In the largest head-to-head comparison of type 2 diabetes medications to date, researchers have found that insulin glargine and liraglutide demonstrated superior performance when added to metformin therapy. The findings from the GRADE (Glycemia Reduction Approaches in Diabetes: A Comparative Effectiveness) study, published in The New England Journal of Medicine, provide crucial evidence for clinicians treating the 37 million Americans with diabetes.
Study Design and Participants
The GRADE study enrolled 5,047 people with type 2 diabetes who were already taking metformin, representing the first large-scale trial to directly compare four commonly prescribed diabetes medications. Participants were randomly assigned to receive one of four treatments alongside metformin: insulin glargine, liraglutide, glimepiride, or sitagliptin.
The study population was notably diverse, with almost two-thirds of participants being white, one-fifth Black, and almost one-fifth identifying as Hispanic or Latinx. "This multicultural patient base helps bring a better understanding of how different groups in our communities can be served," said Dr. Ilan Shapiro, chief health correspondent and medical affairs officer at AltaMed Health Services in Los Angeles.
Primary Efficacy Results
Over an average follow-up period of five years, participants taking liraglutide or insulin glargine achieved and maintained their target blood glucose levels for the longest duration. Insulin glargine emerged as the most effective treatment for maintaining target blood glucose levels, while sitagliptin proved least effective.
The superior performance of these two medications translated into approximately six months more time with blood glucose levels in the target range compared to sitagliptin. "The GRADE study is the first to compare the efficacy of four drugs commonly used to treat type 2 diabetes when added to metformin in people with short-duration diabetes," said Dr. Elizabeth Seaquist, Department of Medicine Chair at the University of Minnesota Medical School.
Importantly, treatment effects did not differ based on age, sex, race, or ethnicity. However, people who started the study with higher blood glucose levels experienced "progressively worse metabolic outcomes" with sitagliptin compared to other treatments.
Cardiovascular and Safety Outcomes
Beyond glucose control, the study revealed additional benefits for liraglutide users, who demonstrated a lower risk of developing diabetes-related cardiovascular disease compared to those taking other medications.

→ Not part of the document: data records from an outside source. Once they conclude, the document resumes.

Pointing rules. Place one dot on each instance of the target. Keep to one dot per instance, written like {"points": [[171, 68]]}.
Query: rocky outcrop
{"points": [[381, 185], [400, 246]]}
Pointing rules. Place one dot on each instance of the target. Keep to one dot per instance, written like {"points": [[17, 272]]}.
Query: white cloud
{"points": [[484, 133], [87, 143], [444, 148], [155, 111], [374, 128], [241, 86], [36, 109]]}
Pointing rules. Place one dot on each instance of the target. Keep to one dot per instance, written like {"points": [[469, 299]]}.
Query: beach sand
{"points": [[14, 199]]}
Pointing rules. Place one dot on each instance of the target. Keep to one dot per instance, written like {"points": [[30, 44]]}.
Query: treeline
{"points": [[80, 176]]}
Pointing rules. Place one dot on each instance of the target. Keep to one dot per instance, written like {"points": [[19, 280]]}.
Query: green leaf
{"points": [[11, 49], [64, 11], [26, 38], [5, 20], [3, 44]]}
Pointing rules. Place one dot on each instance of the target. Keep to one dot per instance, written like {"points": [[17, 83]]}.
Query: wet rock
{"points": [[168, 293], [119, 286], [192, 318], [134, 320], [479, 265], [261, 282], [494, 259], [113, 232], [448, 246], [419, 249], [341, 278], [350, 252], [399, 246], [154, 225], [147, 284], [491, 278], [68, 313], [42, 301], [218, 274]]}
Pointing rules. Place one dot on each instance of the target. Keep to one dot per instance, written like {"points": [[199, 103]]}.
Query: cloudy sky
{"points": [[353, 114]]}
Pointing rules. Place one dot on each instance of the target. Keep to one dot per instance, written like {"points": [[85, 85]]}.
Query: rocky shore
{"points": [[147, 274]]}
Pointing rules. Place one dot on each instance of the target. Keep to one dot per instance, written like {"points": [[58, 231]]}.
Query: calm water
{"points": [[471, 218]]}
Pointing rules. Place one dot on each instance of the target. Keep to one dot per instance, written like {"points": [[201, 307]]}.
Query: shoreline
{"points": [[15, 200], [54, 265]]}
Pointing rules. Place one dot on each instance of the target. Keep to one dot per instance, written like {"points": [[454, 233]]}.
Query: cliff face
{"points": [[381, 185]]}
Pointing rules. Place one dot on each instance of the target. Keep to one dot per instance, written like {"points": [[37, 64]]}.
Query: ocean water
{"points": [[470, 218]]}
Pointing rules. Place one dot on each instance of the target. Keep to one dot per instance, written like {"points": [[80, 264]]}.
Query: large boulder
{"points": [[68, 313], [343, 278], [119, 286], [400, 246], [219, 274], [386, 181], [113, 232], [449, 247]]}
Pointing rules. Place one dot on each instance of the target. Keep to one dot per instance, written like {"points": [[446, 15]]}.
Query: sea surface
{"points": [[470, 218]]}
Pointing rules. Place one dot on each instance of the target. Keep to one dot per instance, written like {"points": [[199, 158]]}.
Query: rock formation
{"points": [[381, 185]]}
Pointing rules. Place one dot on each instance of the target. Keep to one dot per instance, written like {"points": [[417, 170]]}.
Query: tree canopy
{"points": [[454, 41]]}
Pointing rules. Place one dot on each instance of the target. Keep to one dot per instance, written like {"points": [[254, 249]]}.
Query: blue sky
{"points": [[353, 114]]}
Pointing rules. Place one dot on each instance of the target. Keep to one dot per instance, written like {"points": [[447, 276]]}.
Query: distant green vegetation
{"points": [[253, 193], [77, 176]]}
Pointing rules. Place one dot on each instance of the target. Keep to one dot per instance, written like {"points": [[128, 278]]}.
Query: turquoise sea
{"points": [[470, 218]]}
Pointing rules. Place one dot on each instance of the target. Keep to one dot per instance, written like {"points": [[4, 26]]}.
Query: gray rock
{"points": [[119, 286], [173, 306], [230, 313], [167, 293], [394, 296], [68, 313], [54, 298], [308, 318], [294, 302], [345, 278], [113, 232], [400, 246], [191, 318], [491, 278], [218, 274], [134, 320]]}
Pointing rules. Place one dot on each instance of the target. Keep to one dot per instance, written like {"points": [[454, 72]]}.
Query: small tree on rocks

The safety profile varied among treatments. Severe hypoglycemia was uncommon overall but occurred more frequently in people taking glimepiride. Gastrointestinal side effects were more common with liraglutide compared to other medications. Weight loss patterns also differed, with liraglutide users losing an average of 7.7 pounds and sitagliptin users losing 4.4 pounds, while those taking glargine or glimepiride lost less than 2 pounds.
Clinical Challenges Remain
Despite the comparative effectiveness demonstrated by all four medications, the study highlighted persistent challenges in diabetes management. Nearly three-quarters of participants were unable to maintain their blood glucose levels within the recommended range over the five-year follow-up period.
"The overall results of the current trial highlight the difficulty in achieving and maintaining recommended [blood glucose] levels in participants with type 2 diabetes," the researchers noted, "even in a clinical trial in which all care [including medications] is provided free of charge."
Implications for Clinical Practice
The GRADE study results provide evidence-based guidance for the approximately 90% to 95% of Americans with diabetes who have type 2 diabetes. "For a long time we had the 'gold standard' of metformin and insulin," said Shapiro. "Now we are moving forward with a better understanding of how to help our patients with the current medications."
The research was supported by the National Institute of Diabetes and Digestive and Kidney Diseases, with additional backing from multiple NIH institutes and the American Diabetes Association. The study's comprehensive design and diverse participant population make it a landmark contribution to diabetes treatment optimization.